Ocho años separan 2005 de 2013, guarismos que dan título a la exposición que Adrián Cardona inaugura hoy en la sala de cultura Sa Nostra-Consell d´Eivissa. Ocho años que se reducen a un escalón.

Subiéndolo, al fondo del espacio, bajo una luz roja y unas ramas en movimiento proyectándose en el techo, 2005. Obras que Cardona creó cuando aún era estudiante, en Valencia, en un piso en el que las piezas y su trabajo apenas le dejaban aire. «No las había expuesto nunca», comenta Cardona señalando los cuadros, cargados de material. Madera, pintura, huesos de pollo, pasamanería, perchas... Es la parte más oscura. Figuras y trazos inquietantes. Crucifixiones. Rostros desfigurados. Incluso máscaras que recuerdan monstruos salidos de las profundidades del bosque. «Están hechos con despreocupación, son muy viscerales», reflexiona Cardona, que confiesa que le dio muchas vueltas antes de incluirlos en la exposición. «Al final pensé que son una parte de mí, si a alguien no le gustan no tiene por qué mirarlos», concluye bajando el escalón, volviendo de nuevo a 2013. Si la sala hubiera sido más pequeña es posible que esas obras, algunas de las cuales estaban abandonadas y desmontadas, hubieran seguido condenadas al ostracismo. «Me planteo volver a eso», susurra mirando de reojo las piezas que creó cuando era estudiante.

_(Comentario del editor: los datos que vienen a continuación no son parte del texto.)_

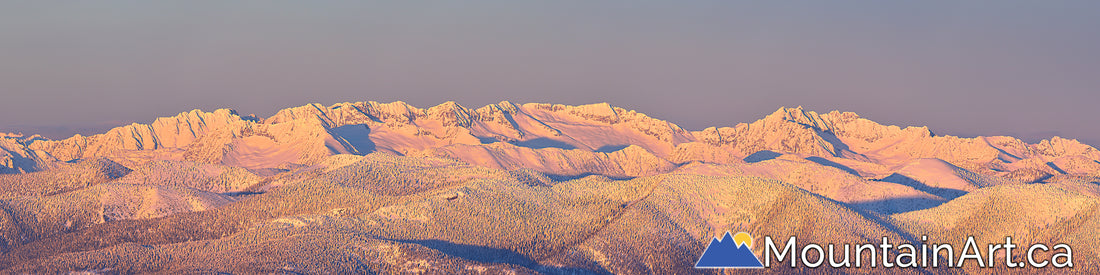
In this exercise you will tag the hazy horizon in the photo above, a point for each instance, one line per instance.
(1021, 68)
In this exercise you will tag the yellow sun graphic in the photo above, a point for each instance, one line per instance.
(743, 238)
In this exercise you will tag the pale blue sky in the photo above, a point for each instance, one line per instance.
(1029, 68)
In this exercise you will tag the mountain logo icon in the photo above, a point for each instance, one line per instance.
(730, 252)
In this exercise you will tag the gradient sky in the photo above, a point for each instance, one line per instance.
(1026, 68)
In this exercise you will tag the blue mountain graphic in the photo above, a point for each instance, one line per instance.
(727, 253)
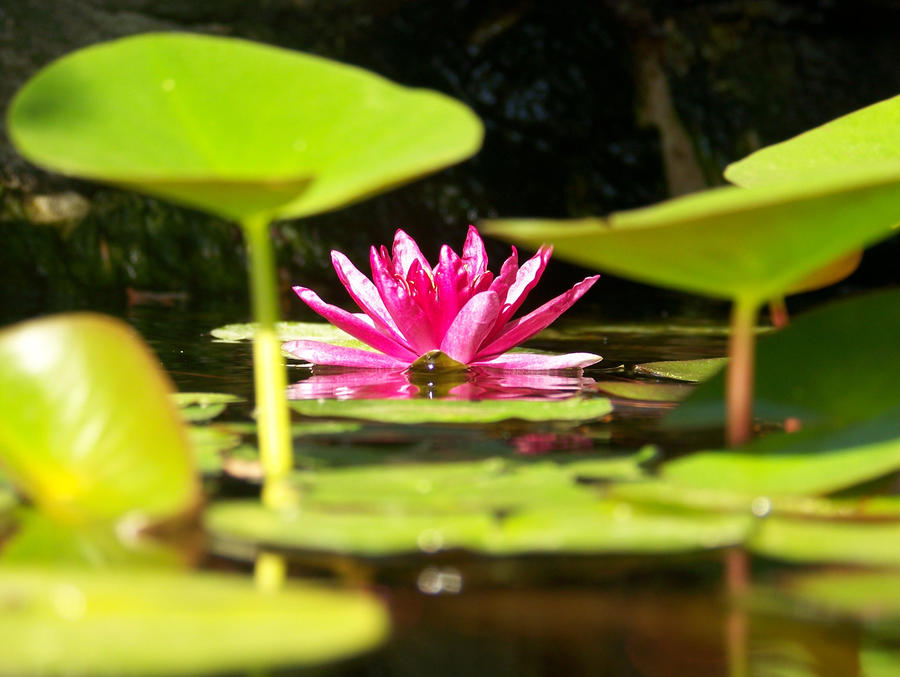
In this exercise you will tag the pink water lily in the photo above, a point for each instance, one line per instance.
(459, 308)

Cardona está convencido de que esta es su exposición «más sincera». En las paredes de la sala muestra lo que fue hace ocho años. Y lo que es ahora. Y en el fondo no hay tantas diferencias como la forma induce a pensar. Del caos a la geometría. Del descontrol controlado al control descontrolado. «Estas obras, evidentemente, son mucho menos recargadas, pero siguen siendo muy densas», explica el artista ibicenco. El espacio en el que crea ha cambiado -«entonces estaba en un piso claustrofóbico y ahora en medio del monte»- y también la música que escucha mientras no existen más que sus cuadros.

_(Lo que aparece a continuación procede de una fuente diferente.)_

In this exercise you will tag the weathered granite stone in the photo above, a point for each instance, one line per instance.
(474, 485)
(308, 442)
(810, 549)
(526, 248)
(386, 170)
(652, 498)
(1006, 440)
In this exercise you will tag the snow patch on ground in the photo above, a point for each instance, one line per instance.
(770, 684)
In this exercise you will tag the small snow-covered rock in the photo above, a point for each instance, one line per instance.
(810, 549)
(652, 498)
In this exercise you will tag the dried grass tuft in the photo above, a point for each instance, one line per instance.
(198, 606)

Los materiales siguen siendo los mismos. La madera sigue siendo la protagonista absoluta, además de la pintura, el papel y el polvo de aluminio. Las vetas y formas de tablones y tablas se dibujan y crean relieves sobre las obras, muchas de ellas en negro y un gris arena. «La oscuridad hace que no se vea todo a primera vista. Hay que buscar. Acercarse para ver los relieves. Hay caminos que se pueden seguir», explica frente a un cuadro, siguiendo en el aire, con los dedos manchados de pintura, esos caminos marcados por la materia. «Siempre estoy rozando el límite entre la pintura y la escultura. Es pintura porque son cuadros, están colgados en la pared, pero roza la escultura», comenta. De hecho, no descarta incluir alguna escultura en la exposición.

Cardona explica que siempre necesita encontrar algo (una imperfección, un arañazo, una herida, una cicatriz) en la madera que le incite a empezar una obra. «Voy construyendo a partir de ahí», explica. Por eso, porque todas tienen su propio nacimiento, sus propias piezas con otras vidas, Cardona cree que cada obra necesita tener un nombre.

Esas imperfecciones, esas vidas anteriores, se esconden en la distancia y se exhiben con los ojos pegados a los últimos cuadros. De colores (verde, rojo, amarillo) y, en apariencia, simples. «Lo parece, pero no es así, hay mucha materia, mucha densidad, pesan», indica. Bajo los mil tonos de una capa de verde se ocultan los tablones de una vieja jardinera. «Sin esos años a la intemperie sería imposible conseguir ese efecto». Los trenzados de paralelepípedos fueron, antes de pasar por sus manos, los desechos de una carpintería. «Los corté uno a uno, fue un trabajo de chinos». Las láminas que forman una cuadrícula roja están pretendidamente torcidas. «Algo muy planificado que se acaba desmoronando», reflexiona.